Arrays
There are two types of arrays. Static and dynamic ones.
Static means that as we declare our array we need to specify the size of it, to let your operating system know how many memory slots/bytes it should allocate. If it would be a 32-bit integer then 4 bytes (slots), if a 64-bit integer, then 8 memory slots.
Time complexities of standard arrays operations:
T - Time complexity; S - Space complexity; None - both Time and Space complexity
- Accessing a value at a given index: O(1)
- Updating a value at a given index: O(1)
- Iterating over: O(n) T, O(1) S
- Inserting a value at the beginning: O(n)
- Inserting a value in the middle: O(n)
- Inserting a value at the end:
- amortized O(1) when dealing with a dynamic array
- O(n) when dealing with a static array
- Removing a value at the beginning: O(n)
- Removing a value in the middle: O(n)
- Removing a value at the end: O(1)
- Copying the array: O(n)
Why are updating and getting constant?
As we know the memory address of the first element, we can multiply the number of bytes that a single element needs. For a 32-bit integer that would be 4 bytes. So imagine that our array starts at memory address 8, and we want the element at index 2 (the third element). Since each element is a fixed 4 bytes, we calculate: 8 + 4 * 2 = 16. The element at index 2 is at memory address 16.
Cache Locality
One of the key practical advantages of arrays is cache locality. Because array elements are stored in contiguous memory slots, accessing them sequentially plays very well with the CPU cache. When the processor loads a value from memory, it also loads a chunk of nearby addresses into the cache. With arrays, the next element you need is almost always already in the cache, making sequential access extremely fast in practice. Data structures that scatter elements across memory (like linked lists) lose this benefit and may suffer many more cache misses, even when their theoretical time complexity is the same.
Static vs Dynamic Arrays
In Java, dynamic arrays are represented by ArrayList (and the legacy Vector class). Vector is synchronized, meaning every operation acquires a lock, which introduces unnecessary overhead in single-threaded code. ArrayList is not synchronized and is the standard choice for most use cases. In JavaScript, Python, and several other modern languages, standard arrays under the hood are dynamic arrays.

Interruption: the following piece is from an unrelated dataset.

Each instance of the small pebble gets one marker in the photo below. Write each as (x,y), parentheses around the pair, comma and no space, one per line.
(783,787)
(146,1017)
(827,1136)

Dynamic arrays mean that when we create an array with three 64-bit integers, not 24 memory slots will be taken but 48, so the allocated space is generally doubled (the exact factor may differ by language or operating system) and the second half will be empty and ‘reserved’ for us, which allows faster insertions. So when there is space, appending is O(1). But when the last memory slot is taken, the next insertion will allocate a new, larger block of memory, copy all existing elements over, double the capacity, and insert the new element — that operation is O(n). However, as more elements are added, the more rarely this happens, so we say that insertions at the end of a dynamic array have amortized O(1) complexity. If we want to insert at the beginning or in the middle, then it is O(n), because we need to shift elements to make room for the new one.